仕事や家事をしながら、“ながら聴き”で音楽やトーク番組などを楽しむ人が増えている。
ひと昔前までは、この分野はラジオの一人勝ちだった。しかし現在では、ネットのみで配信される“ネットラジオ”のユーザーが増え、さらにここ2年ほどはその新興勢力として、音声ブログのコンテンツサービス「Voicy(ボイシ―)」に関心が集まっている。
2019年2月18日、運営会社であるVoicyは、ベンチャーキャピタルをはじめTBSイノベーション・パートナーズや電通イノベーションパートナーズ、中京テレビ放送やスポーツニッポン新聞社などから、約7憶円の資金調達をしたと発表した。同社はこれまでも、2000万円台の投資を2度受けているが、ここまで大規模な出資を受けるのは初めて。事業拡大への本気度がうかがえる。

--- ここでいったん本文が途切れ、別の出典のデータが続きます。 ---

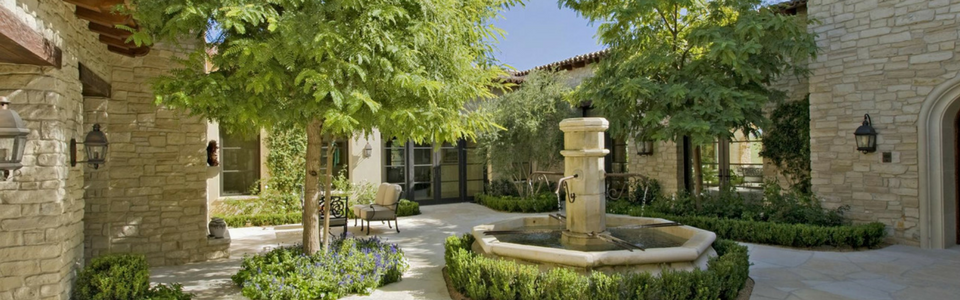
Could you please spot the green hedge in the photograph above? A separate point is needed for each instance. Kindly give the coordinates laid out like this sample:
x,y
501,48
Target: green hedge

ネットラジオを聴くには、ほかにもPodcast(ポッドキャスト)やRadiotalk(ラジオトーク)、SPOON(スプーン)など、さまざまなプラットフォームが存在している。ゆるい雑談が主体のPodcastやRadiotalk、高校生や大学生のコミュニケーションに使われるSPOONなど、それぞれのサービスに置いてあるコンテンツの特徴はある。しかし、個人が“パーソナリティ”としてチャンネルをつくり、自由にしゃべったものを配信するという点では、どこも同じ。いくつかの設定をするだけで「誰でも配信者になれる」という手軽さから、チャンネルも数えきれないほどに増えている。
チャンネル開設には審査が存在
Voicyがこれらのサービスと一線を画すのは、チャンネル開設に“審査”があることだ。パーソナリティになりたい者は「Voicyチャンネル開設申込窓口」への申し込みが必要とされており、公式サイトには「現時点ではパーソナリティになれる方を厳選」しているとある。このことは、番組に一定のクオリティが保たれるということを意味する。パーソナリティもTwitterのインフルエンサーからビジネス界の著名人、さまざまな分野の専門家がメイン。「自己啓発」や「学び」の要素が強いことから、これまでになかった「意識の高いオトナ層」が習慣的に毎日利用するサービスとなっている。
たとえば、ビジネス書の要点だけをかいつまんで教えてくれる番組や、匿名ベンチャー投資家の本音トーク、脱・社畜をするための起業ノウハウ、運動トレーナーのボディメイク指南や若手の落語家が教える「伝わる話し方」講座まで、どれも役立つ話ばかり。本に例えるなら「実用書」に近いコンテンツといえるだろう。音声で、しかも話し言葉で伝えられるので、書籍よりもわかりやすく、声による個性や感情が伝わってくるのも特徴だ。ほとんどの番組が10~20分程度とコンパクトなので、すき間時間でもサクッと聴ける。
人気の番組の一例を挙げてみると……
『サウザーラジオ 〜富者の聖杯〜』
不動産投資で「経済的に自立したニート」となったサウザー氏が、資本主義の世界を“ゲーム”に見立てた場合の「勤め人を卒業する攻略法」を指南。男の幸せは「カネと女」と言い切る姿はすがすがしいの一言。
『森拓郎の聴くだけでヤセるラジオ』
多数の著書を持つイケメン運動指導者・森拓郎氏が、ダイエットや筋トレの方法を紹介したり、恋愛の相談に乗る番組。聞いているだけでも、身体の仕組みや栄養素への理解が深まり、ランチタイムや休日の過ごし方が変わるかも。ダウナー系のまったり口調にファン多し。
『仮想銀座高級クラブ「かほこ」』
2000年に株式会社トレンダーズを起業、2012年に女性最年少で東証マザーズへの上場を果たした経沢香保子氏が、“かほこママ”として人生相談に答える番組。「仕事でステップアップしたい」「元恋人とヨリを戻すべきか……」など、誰にでも覚えがありそうな悩みについて、温かく真剣に答えてくれる。